Titled "Watermark Stealing in Large Language Models," the paper by Nikola Jovanovi´c, Robin Staab, and Martin Vechev challenges the security of current watermarking schemes for Large Language Models (LLMs). LLM watermarking aims to embed a signal in AI-generated text to enable subsequent detection and attribution to the specific LLM. Despite promising initial research, the authors identify a fundamental vulnerability in these schemes—watermark stealing (WS). By querying the API of a watermarked LLM, attackers can reverse-engineer an approximate model of the watermark, enabling effective spoofing and scrubbing attacks.

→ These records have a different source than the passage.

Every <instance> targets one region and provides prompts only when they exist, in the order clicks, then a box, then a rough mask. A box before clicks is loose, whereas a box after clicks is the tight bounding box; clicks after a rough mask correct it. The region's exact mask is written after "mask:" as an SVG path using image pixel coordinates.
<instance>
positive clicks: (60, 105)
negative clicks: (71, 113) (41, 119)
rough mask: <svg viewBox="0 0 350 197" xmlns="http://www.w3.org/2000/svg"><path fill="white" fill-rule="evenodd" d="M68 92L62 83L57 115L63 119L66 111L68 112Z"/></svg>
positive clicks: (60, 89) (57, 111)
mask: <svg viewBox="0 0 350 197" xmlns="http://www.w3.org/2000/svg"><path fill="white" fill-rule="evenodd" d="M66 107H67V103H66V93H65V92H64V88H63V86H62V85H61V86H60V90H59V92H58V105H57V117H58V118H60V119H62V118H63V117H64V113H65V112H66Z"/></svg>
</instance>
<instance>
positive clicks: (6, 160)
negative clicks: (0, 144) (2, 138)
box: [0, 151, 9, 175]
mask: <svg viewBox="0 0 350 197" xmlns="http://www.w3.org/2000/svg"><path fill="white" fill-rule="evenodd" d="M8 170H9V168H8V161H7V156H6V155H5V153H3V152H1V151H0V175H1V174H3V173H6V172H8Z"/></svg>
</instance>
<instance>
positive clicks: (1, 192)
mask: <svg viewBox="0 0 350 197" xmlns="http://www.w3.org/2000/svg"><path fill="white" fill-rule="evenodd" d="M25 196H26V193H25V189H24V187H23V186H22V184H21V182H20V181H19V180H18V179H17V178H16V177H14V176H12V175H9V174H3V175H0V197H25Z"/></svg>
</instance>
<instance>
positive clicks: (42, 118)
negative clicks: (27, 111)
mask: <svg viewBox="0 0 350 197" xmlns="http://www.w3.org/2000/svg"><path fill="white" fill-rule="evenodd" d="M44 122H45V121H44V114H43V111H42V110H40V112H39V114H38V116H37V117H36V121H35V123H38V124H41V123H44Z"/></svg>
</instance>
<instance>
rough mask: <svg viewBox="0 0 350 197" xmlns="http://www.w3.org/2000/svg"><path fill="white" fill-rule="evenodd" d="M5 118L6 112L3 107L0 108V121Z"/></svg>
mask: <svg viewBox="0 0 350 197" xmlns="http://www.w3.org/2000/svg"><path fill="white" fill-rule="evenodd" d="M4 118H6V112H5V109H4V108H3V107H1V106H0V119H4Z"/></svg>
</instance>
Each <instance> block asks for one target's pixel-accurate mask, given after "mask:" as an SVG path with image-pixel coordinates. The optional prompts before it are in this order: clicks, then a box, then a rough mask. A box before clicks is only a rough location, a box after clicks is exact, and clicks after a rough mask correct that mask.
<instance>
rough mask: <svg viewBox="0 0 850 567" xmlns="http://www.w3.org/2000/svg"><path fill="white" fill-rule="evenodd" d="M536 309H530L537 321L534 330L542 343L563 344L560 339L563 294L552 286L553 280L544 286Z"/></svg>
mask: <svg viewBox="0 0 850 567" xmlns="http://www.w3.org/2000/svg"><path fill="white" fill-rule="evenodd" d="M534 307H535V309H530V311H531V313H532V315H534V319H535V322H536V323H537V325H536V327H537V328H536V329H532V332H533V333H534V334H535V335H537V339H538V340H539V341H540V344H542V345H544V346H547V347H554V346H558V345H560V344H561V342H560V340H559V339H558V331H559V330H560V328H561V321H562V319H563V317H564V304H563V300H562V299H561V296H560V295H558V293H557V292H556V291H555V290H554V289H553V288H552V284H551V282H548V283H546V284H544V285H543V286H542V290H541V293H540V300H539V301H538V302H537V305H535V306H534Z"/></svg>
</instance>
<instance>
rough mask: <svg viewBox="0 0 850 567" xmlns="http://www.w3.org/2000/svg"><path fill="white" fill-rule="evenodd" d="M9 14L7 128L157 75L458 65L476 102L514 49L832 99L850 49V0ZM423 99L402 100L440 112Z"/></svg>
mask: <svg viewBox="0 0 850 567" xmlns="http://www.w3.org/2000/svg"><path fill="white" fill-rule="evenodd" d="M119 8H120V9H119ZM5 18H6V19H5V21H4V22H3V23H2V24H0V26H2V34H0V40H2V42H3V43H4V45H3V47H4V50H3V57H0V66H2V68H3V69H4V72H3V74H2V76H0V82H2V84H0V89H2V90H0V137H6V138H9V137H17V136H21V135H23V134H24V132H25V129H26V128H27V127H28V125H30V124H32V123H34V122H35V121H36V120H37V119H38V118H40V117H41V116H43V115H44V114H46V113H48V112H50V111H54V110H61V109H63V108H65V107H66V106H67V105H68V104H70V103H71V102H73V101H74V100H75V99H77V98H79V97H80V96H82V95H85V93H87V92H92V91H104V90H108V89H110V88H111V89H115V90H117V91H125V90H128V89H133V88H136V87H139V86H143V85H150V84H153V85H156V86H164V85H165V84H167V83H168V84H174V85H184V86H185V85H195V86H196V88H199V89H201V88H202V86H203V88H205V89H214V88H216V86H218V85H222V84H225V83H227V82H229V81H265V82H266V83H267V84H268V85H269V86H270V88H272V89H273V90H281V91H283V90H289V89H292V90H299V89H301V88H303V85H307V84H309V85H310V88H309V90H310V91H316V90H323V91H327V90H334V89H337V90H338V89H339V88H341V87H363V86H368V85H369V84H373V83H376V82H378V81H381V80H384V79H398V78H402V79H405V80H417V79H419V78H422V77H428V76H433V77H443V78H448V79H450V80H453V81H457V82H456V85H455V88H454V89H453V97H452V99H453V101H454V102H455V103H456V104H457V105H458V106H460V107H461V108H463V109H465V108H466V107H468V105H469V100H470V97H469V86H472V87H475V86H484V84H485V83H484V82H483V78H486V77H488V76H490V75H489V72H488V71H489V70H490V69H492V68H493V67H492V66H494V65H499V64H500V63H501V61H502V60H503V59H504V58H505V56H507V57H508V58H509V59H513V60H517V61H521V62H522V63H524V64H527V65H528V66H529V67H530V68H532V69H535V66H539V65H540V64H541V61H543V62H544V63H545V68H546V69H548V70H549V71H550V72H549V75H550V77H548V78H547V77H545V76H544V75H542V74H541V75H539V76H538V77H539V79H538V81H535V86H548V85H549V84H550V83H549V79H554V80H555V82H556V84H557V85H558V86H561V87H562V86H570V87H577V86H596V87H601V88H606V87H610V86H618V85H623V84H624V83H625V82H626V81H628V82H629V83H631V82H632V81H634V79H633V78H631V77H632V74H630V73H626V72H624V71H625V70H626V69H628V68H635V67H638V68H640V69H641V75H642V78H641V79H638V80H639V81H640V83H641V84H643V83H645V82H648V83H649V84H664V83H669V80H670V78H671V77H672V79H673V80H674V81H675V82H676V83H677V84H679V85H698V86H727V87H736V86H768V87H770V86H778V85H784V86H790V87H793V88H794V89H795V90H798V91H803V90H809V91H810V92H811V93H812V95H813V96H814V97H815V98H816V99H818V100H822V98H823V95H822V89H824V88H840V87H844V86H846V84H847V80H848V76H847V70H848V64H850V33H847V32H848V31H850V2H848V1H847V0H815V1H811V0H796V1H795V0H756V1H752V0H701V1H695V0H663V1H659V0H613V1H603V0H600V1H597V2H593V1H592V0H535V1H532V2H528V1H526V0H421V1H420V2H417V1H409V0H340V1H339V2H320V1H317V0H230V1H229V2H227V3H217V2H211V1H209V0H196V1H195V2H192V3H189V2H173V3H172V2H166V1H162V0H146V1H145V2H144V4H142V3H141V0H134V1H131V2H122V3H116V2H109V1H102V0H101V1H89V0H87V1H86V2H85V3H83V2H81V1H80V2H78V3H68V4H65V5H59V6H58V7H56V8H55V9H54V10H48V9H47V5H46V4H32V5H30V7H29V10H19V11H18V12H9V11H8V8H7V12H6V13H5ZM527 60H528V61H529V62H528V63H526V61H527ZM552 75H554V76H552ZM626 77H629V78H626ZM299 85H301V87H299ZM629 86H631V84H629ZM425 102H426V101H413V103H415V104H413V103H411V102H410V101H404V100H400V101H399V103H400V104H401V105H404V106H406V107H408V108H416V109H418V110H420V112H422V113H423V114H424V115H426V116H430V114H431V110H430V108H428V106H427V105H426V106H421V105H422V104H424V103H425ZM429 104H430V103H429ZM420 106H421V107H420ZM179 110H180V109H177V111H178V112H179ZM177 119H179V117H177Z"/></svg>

The authors propose the first automated watermark stealing algorithm and conduct a comprehensive study of spoofing and scrubbing attacks in realistic settings.

The study shows that attackers can spoof and scrub state-of-the-art watermarking schemes previously considered safe with an average success rate of over 80% for under $50. These findings challenge common beliefs about LLM watermarking and emphasize the need for more robust schemes. The authors also provide a link to all their code and additional examples for other researchers to reproduce and verify their findings.

The paper begins with an introduction to the background and importance of LLM watermarking, followed by a detailed description of the watermark stealing threat model, including how attackers can build an approximate model of the watermarking rules through API queries. The authors then present a novel watermark stealing algorithm and demonstrate how it can be applied in various attack scenarios. In the experimental evaluation section, the authors validate the effectiveness of their attack algorithm through multiple experiments, showing that attackers can successfully execute spoofing and scrubbing attacks with high success rates across different watermarking schemes and attack settings.

Finally, the paper discusses other research directions related to LLM watermarking and provides an outlook for future work. The authors believe that although LLM watermarking has positive societal implications in theory, actual deployments are far from mature. They suggest that future research should pay more attention to the threat of watermark stealing and develop truly robust watermarking schemes.